Canadian sitcom Kim’s Convenience gained a cult following during its five seasons on air. But in the wake of the series finale, some unpleasant stories are emerging from behind the scenes.
Actor Simu Liu—soon to star in Marvel‘s Shang-Chi—raised several criticisms in a now-deleted Facebook post, alleging (among other things) that the show’s Asian-Canadian cast was underpaid, and that the writer’s room “lacked both East Asian and female representation.” His co-star Jean Yoon also spoke out in a series of tweets on Sunday, describing some of season five’s initial storylines as “overtly racist,” and stating that the lack of Korean writers made her experience on the show “very difficult” and “painful.”
Premiering in 2016, Kim’s Convenience focuses on a Korean Canadian family that runs a convenience store in Toronto. It earned positive reviews and held a near-unique place as a North American sitcom with a majority-Asian cast. It also provided a breakout role for Liu, who said that despite his newfound Marvel fame (and despite being paid a “horsepoop rate”), he would have returned for another season because he “saw firsthand how profoundly [Kim’s Convenience] impacted families and brought people together.”
The show ended not because of low ratings, but because the showrunners (Ins Choi and Kevin White) chose to leave. A spinoff is now in the works, starring the one white character (Shannon, played by Nicole Power).
Liu also expressed frustration with the lack of character development on the show, and with tone-deaf creative choices made by white writers. Describing the showrunners as “epically reclusive,” he referenced infighting behind the scenes, and said that co-creator Ins Choi didn’t do enough to diversify the writer’s room. When Choi left (“without so much as a goodbye note to the cast”), Liu and several of his co-stars tried and failed to offer more creative input as Asian Canadian voices.

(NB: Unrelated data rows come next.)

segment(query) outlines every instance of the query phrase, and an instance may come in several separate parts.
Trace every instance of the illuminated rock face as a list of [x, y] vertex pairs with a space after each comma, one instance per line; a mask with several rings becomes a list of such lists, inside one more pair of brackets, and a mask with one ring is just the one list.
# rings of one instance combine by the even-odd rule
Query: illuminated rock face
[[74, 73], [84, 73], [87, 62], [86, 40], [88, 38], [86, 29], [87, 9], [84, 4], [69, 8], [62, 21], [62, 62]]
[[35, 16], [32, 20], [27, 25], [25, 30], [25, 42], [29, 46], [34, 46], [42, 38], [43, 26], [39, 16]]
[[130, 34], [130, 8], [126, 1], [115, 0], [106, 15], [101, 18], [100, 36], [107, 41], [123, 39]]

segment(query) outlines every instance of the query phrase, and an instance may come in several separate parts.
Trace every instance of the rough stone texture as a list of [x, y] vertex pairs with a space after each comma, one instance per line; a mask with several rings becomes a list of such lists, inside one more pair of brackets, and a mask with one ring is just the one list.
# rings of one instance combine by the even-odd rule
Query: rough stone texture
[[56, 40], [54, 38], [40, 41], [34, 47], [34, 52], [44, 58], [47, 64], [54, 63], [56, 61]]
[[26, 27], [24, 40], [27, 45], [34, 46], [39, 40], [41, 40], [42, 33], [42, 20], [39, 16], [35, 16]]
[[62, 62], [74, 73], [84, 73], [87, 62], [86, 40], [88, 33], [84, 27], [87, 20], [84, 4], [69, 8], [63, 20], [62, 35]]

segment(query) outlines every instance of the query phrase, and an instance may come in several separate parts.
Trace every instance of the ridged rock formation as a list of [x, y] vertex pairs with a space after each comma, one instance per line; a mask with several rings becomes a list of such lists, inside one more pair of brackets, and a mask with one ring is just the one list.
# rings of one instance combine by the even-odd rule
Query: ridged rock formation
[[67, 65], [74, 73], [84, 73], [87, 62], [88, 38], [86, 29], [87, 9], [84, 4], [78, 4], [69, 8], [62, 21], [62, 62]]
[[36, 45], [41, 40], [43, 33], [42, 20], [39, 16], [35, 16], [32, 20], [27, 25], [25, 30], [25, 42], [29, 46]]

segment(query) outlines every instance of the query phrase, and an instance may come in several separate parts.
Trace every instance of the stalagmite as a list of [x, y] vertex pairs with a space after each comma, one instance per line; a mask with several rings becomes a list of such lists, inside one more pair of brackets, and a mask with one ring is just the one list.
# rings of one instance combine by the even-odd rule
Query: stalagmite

Over on Twitter, Jean Yoon (who plays Liu’s mother on the show) characterized Kevin White as a the true showrunner, with Choi having a “diminished presence” as the series wore on. The show was based on a 2011 stage play written by Choi, while White had extensive experience writing for sitcoms with majority-white casts.
Highlighting the absence of Korean writers, Jean Yoon accused the creative team of ignoring cultural corrections and feedback from Asian cast members. As a standout example, she said she personally had to correct the show’s depiction of Korean food, because Choi “doesn’t know how to cook” and there were “no Korean cultural resources in the writers room.” Last week, the New York Times published an article specifically praising the way Kim’s Convenience portrayed Korean food culture. Choi declined to be interviewed for that piece.
The show was involved in workshops and recruitment drives for diverse talent, but this evidently didn’t lead to the meaningful changes Liu and others were hoping for. Meanwhile, the official Kim’s Convenience Twitter feed has responded to this controversy on two fronts: By amplifying a positive statement made by South Asian writer/producer Anita Kapila (who praises a list of women and people of color who worked on the show), and by retweeting actor Andrew Phung, who congratulated his co-star Nicole Power on her new spinoff. Kim’s Convenience‘s showrunners have not made any kind of public statement regarding Simu Liu and Jean Yoon’s criticisms.